If you know N at compile time for a specific program, but want to implement the graph in a generic way for a library to be used in different programs, BOOST_PP is an option for small N.

I have implemented a graph that generates a continue_msg after the slowest connected node outputs a continue_msg. For that, I needed a number of N buffer nodes and connect them to a join node with N ports with the same type (tbb::flow::continue_msg).

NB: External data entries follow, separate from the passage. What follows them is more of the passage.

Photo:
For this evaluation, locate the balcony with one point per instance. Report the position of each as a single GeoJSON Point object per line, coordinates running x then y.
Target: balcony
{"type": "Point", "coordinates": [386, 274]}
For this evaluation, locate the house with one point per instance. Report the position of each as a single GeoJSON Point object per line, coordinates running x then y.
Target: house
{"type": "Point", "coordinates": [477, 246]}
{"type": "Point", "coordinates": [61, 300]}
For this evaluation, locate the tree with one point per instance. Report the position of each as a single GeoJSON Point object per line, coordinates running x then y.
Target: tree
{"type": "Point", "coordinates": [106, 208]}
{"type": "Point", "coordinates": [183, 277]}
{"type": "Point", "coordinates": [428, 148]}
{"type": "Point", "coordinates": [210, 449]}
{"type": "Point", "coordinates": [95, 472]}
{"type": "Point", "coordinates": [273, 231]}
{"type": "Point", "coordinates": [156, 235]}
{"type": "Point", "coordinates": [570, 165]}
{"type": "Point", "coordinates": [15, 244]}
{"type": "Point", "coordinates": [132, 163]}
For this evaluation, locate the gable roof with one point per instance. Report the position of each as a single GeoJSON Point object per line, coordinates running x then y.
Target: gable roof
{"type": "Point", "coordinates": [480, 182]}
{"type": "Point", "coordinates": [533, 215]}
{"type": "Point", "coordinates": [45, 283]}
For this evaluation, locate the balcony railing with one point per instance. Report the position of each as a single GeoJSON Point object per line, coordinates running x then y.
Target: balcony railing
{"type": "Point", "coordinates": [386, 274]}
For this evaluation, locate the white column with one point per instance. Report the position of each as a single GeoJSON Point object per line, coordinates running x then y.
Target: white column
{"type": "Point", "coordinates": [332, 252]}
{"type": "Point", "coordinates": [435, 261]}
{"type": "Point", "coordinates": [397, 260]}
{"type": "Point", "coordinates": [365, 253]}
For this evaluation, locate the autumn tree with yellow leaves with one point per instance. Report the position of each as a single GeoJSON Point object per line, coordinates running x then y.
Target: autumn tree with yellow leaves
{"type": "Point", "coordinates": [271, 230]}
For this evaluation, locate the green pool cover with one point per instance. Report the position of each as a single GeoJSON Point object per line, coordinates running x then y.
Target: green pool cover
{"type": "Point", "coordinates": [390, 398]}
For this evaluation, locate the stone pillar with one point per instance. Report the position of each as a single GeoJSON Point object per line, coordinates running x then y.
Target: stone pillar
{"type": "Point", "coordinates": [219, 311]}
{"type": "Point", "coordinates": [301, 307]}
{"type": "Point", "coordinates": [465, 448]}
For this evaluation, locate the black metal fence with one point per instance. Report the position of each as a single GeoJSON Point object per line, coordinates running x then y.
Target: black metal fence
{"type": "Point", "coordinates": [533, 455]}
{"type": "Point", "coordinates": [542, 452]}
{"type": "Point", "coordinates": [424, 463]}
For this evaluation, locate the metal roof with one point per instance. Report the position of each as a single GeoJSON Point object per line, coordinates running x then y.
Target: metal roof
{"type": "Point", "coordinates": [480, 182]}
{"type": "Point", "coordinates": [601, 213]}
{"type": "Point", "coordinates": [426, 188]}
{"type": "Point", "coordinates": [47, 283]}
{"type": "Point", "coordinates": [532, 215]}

Basically, the code below does what you intended with

for(int i(0); i < vec_node.size(); ++i)
    tbb::flow::make_edge(vec_node[i], tbb::flow::input_port<i>(node_join_));

...but uses the precompiler to "write" multiple lines with the correct make_edge calls, but only up to N (for N < MY_JOIN_NODE_VARIADIC_MAX, that choice is arbitrary to limit it to "small" N):

    #include "boost/preprocessor/repetition/repeat_from_to.hpp"
    #include "boost/preprocessor/repetition/repeat.hpp"
    #include "boost/preprocessor/arithmetic/inc.hpp"

    ...

    #define MY_JOIN_NODE_VARIADIC_MAX 8
    #define MY_FUNC_IMPL(z, n, unused) tbb::flow::make_edge(vec_node[##n], tbb::flow::input_port<##n>(joinNode));
    #define MY_MAKE_IMPL(z, n, unused)                                  \
    template <size_t N, typename TJoinNode> void                        \
    makeAllEdges (TJoinNode& joinNode,                                  \
                     typename std::enable_if< N == n >::type * = 0)     \
    {                                                                   \
        BOOST_PP_REPEAT(n, MY_FUNC_IMPL, unused)                          \
    }
    BOOST_PP_REPEAT_FROM_TO(0, BOOST_PP_INC(MY_JOIN_NODE_VARIADIC_MAX), MY_MAKE_IMPL, unused)
    #undef MY_MAKE_IMPL
    #undef MY_FUNC_IMPL
    #undef MY_JOIN_NODE_VARIADIC_MAX

This code is a function definition. Then "makeAllEdges" can be called. (Note that in this example, I assume that makeAllEdges is a class method, and vec_node a member of the class, and as such known within the scoe of makeAllEdges.)